What to know : Bitcoin likely bottomed near $60,000 in early February when forced sellers were flushed out, said Michael Saylor at a Mizuho event. Bitcoin's next price surge could come from the development of banking and digital credit markets built on BTC. The quantum threat to bitcoin is theoretical and likely decades away, he argued.
Michael Saylor, executive chairman of Strategy (MSTR), believes bitcoin likely bottomed in early February at $60,000.
Speaking at a recent Mizuho event, Saylor reiterated his long-held view that bottoms aren't necessarily about valuations but are driven by seller exhaustion, analysts Dan Dolev and Alexander Jenkins wrote.

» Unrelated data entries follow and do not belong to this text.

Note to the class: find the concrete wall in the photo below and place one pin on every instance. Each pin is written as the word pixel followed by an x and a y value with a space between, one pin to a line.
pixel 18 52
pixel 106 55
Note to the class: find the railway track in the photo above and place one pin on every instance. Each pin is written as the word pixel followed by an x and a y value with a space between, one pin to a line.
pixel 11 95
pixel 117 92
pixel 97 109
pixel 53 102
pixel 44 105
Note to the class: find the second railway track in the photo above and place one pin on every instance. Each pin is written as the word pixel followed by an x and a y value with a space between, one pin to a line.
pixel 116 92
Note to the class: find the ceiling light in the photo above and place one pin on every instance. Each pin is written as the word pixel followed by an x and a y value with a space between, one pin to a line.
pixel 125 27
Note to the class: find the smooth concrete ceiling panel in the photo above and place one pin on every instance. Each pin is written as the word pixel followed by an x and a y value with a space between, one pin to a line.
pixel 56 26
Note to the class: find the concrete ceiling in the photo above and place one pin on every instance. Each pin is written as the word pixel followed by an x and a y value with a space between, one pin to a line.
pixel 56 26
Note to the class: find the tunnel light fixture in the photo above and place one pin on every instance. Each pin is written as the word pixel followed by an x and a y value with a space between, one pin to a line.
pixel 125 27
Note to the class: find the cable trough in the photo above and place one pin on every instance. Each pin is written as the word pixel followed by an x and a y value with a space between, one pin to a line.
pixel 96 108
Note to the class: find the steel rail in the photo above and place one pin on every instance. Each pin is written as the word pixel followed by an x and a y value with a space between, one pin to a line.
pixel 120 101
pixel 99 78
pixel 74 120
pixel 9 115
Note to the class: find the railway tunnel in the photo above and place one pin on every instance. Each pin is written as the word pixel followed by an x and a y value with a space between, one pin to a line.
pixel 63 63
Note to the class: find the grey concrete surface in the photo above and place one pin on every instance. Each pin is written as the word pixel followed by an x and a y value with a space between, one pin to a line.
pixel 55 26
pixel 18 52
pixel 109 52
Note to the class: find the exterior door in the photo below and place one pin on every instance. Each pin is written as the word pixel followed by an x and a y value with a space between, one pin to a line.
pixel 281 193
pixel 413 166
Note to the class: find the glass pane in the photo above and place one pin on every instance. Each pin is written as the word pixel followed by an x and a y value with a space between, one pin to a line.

Trend reversals, he added, are driven more by capital structure and liquidity than by investor sentiment.
Saylor now sees limited selling pressure amid growing demand from ETF inflows, which are absorbing daily supply, and companies shifting treasury assets into bitcoin.

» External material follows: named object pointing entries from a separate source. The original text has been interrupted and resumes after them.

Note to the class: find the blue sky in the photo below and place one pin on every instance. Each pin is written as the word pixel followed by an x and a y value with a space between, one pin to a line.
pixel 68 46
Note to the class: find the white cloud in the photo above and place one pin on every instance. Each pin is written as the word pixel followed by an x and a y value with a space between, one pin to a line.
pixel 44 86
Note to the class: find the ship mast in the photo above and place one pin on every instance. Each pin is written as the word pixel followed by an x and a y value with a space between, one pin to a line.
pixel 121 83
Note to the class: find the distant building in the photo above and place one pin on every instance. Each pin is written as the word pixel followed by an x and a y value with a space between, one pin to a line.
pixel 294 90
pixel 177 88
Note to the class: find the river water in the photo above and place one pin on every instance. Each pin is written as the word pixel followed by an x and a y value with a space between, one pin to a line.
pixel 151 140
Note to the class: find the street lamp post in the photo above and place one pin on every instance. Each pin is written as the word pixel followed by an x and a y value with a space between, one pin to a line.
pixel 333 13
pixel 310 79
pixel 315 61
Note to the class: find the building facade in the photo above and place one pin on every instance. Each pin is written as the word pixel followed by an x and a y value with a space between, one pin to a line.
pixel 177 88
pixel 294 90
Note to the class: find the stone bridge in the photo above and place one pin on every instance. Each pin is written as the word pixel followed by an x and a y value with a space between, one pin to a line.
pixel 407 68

Bitcoin and Strategy’s next drivers
As for the catalyst for the next bull market, Saylor believes it will be the formation of banking credit and digital credit on top of bitcoin. This will have bitcoin supporting more lending and credit activity beyond simple buy-and-hold demand.

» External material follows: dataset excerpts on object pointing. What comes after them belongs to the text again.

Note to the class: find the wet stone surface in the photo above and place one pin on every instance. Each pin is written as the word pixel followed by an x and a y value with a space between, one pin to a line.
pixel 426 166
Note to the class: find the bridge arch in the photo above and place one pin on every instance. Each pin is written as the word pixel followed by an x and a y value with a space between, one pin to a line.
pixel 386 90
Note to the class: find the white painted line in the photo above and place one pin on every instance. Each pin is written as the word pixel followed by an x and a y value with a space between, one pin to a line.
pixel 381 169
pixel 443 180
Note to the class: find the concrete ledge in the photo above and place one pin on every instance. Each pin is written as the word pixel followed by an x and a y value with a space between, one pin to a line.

Digital credit already exists, said Saylor, in the form of Strategy's STRC preferred stock, whose beefy 11.5% yield remains well below the company's expectation of BTC's long-term appreciation. Strategy is “stretching” bitcoin “from a nonyielding asset into a capital markets engine," he said.
On the recently hotly-debated topic of quantum computing, Saylor said the risks are overblown. The threat, he argued, is theoretical, likely decades away, and even then solvable.
Mizuho retained its outperform rating on Stategy and $320 price target, suggesting about 150% upside from the current $127.